Re: [KVM PATCH v9 2/2] KVM: add iosignalfd support

From: Michael S. Tsirkin
Date: Tue Jul 07 2009 - 08:49:01 EST


On Tue, Jul 07, 2009 at 08:15:08AM -0400, Gregory Haskins wrote:
> Michael S. Tsirkin wrote:
> > Some comments below. Sorry, I know it's late in the series, but
> > previously I've been too confused with complicated locking to notice
> > anything else :(.
> >
> > On Mon, Jul 06, 2009 at 04:33:21PM -0400, Gregory Haskins wrote:
> >
> >
> >> +#define KVM_IOSIGNALFD_FLAG_PIO (1 << 1) /* is a pio (otherwise mmio) */
> >> +#define KVM_IOSIGNALFD_FLAG_DEASSIGN (1 << 2)
> >> +
> >> +struct kvm_iosignalfd {
> >> + __u64 trigger;
> >>
> >
> > for length <8, it's the 8*len least significant bits that are used, right?
> > That's a bit ugly ... Maybe just put an 8 byte array here instead, then
> > the first len bytes are valid.
> >
>
> The original series uses an array that I kmalloc'ed to size, or left it
> NULL for a wildcard. Avi didn't like this and requested a u64 for all
> values. I don't care either way, but since you two are asking for
> conflicting designs, I will let you debate.

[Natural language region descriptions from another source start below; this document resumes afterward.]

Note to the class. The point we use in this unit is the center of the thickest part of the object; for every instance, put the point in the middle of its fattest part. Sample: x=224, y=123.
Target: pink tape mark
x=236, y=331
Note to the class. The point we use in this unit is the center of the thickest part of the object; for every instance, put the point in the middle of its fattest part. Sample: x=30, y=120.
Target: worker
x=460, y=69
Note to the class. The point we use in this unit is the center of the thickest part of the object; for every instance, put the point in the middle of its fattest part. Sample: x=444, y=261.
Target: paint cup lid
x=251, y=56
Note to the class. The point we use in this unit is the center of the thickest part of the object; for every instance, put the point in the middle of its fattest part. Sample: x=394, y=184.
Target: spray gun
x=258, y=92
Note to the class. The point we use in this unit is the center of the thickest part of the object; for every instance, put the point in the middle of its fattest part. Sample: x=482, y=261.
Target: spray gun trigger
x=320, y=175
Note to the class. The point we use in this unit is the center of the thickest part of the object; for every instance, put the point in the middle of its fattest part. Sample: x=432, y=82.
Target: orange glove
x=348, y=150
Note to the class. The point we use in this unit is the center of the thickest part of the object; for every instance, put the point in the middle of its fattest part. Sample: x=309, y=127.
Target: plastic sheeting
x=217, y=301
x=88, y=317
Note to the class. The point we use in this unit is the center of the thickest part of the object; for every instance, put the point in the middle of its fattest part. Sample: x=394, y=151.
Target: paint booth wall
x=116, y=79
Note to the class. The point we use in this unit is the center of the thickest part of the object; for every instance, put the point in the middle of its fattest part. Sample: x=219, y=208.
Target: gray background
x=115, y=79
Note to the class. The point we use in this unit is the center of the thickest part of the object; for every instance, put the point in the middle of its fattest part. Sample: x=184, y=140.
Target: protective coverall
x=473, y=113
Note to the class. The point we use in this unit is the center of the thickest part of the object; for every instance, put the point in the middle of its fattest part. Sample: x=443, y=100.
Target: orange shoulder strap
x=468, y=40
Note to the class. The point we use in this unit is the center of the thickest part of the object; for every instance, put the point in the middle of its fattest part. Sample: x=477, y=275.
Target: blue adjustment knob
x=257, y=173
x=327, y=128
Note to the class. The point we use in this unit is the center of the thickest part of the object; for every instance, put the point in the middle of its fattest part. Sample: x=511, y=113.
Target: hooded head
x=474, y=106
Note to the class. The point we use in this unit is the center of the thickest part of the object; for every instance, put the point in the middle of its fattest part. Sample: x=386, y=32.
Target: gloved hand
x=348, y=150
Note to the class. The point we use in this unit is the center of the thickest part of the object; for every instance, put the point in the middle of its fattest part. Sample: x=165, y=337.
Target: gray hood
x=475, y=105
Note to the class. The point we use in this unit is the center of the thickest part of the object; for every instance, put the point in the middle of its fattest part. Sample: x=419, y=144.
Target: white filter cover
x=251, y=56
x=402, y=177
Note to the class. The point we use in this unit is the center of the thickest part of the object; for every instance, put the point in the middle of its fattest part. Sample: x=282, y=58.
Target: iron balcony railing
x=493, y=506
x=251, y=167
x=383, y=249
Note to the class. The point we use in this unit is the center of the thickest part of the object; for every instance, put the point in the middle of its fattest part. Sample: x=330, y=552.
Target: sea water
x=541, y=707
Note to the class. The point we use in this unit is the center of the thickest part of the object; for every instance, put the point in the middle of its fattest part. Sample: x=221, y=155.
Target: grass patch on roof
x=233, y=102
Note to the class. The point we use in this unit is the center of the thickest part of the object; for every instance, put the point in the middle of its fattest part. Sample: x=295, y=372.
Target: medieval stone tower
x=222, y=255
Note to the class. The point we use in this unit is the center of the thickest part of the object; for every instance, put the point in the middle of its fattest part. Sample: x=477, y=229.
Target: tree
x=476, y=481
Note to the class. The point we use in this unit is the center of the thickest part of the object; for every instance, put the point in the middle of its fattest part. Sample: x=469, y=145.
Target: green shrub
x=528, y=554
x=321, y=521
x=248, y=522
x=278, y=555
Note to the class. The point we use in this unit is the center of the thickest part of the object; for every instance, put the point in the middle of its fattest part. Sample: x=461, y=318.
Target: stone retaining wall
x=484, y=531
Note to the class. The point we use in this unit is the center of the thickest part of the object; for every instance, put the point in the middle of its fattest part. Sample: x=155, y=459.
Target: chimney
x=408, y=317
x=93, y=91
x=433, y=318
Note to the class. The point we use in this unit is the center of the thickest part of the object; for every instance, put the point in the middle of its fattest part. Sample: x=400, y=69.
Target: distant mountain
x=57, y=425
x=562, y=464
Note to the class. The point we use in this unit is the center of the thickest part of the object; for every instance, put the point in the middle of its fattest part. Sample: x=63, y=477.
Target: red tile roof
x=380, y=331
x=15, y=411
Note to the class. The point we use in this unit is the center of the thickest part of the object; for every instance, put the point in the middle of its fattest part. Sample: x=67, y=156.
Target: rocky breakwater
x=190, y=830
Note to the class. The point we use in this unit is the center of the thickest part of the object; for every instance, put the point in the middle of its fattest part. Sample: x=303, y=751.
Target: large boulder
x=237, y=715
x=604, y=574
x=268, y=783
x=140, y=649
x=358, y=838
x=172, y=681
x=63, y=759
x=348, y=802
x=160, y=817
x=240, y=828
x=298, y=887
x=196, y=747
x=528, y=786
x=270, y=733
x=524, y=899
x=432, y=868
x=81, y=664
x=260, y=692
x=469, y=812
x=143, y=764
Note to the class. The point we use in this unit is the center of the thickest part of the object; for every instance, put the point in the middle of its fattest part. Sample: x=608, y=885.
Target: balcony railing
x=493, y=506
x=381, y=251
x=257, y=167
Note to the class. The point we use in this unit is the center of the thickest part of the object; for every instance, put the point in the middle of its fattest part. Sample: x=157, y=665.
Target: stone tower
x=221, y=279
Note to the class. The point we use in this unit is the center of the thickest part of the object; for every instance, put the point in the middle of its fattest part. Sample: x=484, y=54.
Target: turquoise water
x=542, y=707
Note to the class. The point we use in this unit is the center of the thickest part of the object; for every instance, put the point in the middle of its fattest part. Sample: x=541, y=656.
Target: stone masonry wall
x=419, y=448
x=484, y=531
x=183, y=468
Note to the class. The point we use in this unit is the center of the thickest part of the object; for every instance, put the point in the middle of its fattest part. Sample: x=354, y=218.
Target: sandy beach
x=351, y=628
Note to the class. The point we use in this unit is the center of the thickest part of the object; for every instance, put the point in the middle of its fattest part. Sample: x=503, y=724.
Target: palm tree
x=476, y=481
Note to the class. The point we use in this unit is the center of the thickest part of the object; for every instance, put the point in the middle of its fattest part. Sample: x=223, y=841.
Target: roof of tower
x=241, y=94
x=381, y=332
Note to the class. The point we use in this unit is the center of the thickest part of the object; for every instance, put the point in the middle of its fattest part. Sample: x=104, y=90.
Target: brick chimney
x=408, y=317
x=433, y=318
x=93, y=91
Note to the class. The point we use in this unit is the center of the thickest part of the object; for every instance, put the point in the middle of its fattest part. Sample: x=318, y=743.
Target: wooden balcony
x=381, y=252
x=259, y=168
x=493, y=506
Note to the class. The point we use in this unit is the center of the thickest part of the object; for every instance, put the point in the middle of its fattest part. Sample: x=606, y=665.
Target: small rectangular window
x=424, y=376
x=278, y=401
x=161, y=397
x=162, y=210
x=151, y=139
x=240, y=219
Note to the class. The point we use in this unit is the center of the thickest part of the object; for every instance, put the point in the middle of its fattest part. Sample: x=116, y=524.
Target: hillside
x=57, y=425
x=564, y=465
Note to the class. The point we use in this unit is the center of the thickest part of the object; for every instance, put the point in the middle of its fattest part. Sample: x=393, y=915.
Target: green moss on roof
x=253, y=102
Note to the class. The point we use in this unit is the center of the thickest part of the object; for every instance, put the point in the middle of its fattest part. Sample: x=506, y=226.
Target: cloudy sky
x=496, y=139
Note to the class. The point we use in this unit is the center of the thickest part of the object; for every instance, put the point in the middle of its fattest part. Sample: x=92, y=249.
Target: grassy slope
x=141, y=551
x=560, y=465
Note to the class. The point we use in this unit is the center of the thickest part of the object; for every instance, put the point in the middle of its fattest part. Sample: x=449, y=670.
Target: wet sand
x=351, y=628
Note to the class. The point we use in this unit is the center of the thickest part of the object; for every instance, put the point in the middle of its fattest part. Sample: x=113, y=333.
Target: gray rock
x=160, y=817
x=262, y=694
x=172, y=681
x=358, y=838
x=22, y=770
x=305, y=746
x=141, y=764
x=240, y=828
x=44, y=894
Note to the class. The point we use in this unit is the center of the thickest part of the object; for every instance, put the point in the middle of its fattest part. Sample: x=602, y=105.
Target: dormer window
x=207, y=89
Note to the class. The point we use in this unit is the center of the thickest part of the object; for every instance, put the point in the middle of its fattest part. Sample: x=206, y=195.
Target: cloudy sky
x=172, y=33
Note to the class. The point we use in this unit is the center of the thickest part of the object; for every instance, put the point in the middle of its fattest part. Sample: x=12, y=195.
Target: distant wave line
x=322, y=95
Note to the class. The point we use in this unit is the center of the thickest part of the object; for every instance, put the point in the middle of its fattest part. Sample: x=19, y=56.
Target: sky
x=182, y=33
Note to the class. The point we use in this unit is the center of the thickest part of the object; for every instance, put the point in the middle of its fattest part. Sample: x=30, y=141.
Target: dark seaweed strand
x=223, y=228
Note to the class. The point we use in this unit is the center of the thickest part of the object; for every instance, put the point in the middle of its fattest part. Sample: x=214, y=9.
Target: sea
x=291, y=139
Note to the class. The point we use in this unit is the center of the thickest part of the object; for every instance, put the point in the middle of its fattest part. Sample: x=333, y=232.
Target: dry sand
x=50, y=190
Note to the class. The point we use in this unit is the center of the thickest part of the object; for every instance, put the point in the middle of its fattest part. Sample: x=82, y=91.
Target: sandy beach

It turns out the io bus will be changed in the future.
Let's just document the usage, and check that unused bits
are zeroed.

> >> + struct kvm_io_device dev;
> >> + int wildcard:1;
> >>
> >
> > don't use bitfields
> >
>
> bool?

sure

> >> +}
> >> +
> >> +/*
> >> + * MMIO/PIO writes trigger an event if the addr/val match
> >> + */
> >>
> >
> > single line comment can look like this:
> > /* MMIO/PIO writes trigger an event if the addr/val match */
> >
> >
> Ack
>
> >> +static int
> >> +iosignalfd_write(struct kvm_io_device *this, gpa_t addr, int len,
> >> + const void *val)
> >> +{
> >> + struct _iosignalfd *p = to_iosignalfd(this);
> >> +
> >> + if (!iosignalfd_in_range(p, addr, len, val))
> >> + return -EOPNOTSUPP;
> >> +
> >> + eventfd_signal(p->eventfd, 1);
> >> + return 0;
> >> +}
> >> +
> >> +/*
> >> + * This function is called as KVM is completely shutting down. We do not
> >> + * need to worry about locking just nuke anything we have as quickly as possible
> >> + */
> >> +static void
> >> +iosignalfd_destructor(struct kvm_io_device *this)
> >> +{
> >> + struct _iosignalfd *p = to_iosignalfd(this);
> >> +
> >> + iosignalfd_release(p);
> >> +}
> >> +
> >> +static const struct kvm_io_device_ops iosignalfd_ops = {
> >> + .write = iosignalfd_write,
> >> + .destructor = iosignalfd_destructor,
> >> +};
> >> +
> >> +static bool
> >> +iosignalfd_overlap(struct _iosignalfd *lhs, struct _iosignalfd *rhs)
> >>
> >
> > this checks both region overlap and data collision.
> > better split into two helpers?
> >
> >
> Why?

Because it says iosignalfd_overlap but that's not what it does?

> >> +{
> >> + /*
> >> + * Check for completely non-overlapping regions. We can simply
> >> + * return "false" for non-overlapping regions and be done with
> >> + * it.
> >> + */
> >>
> >
> > done with it -> ignore the value
> >
> >
> I think that is a valid expression (at least here in the states),

I'm always interested in improving my english :) here's what I thought:

"done with it" says we skip the rest of the function. "ignore the value"
says skip the value check. So I was trying to say let's be more
specific.

Isn't that what it means?

> but
> ok. Note that "false" means we are accepting the request, not ignoring
> any value. I will construct a better comment either way.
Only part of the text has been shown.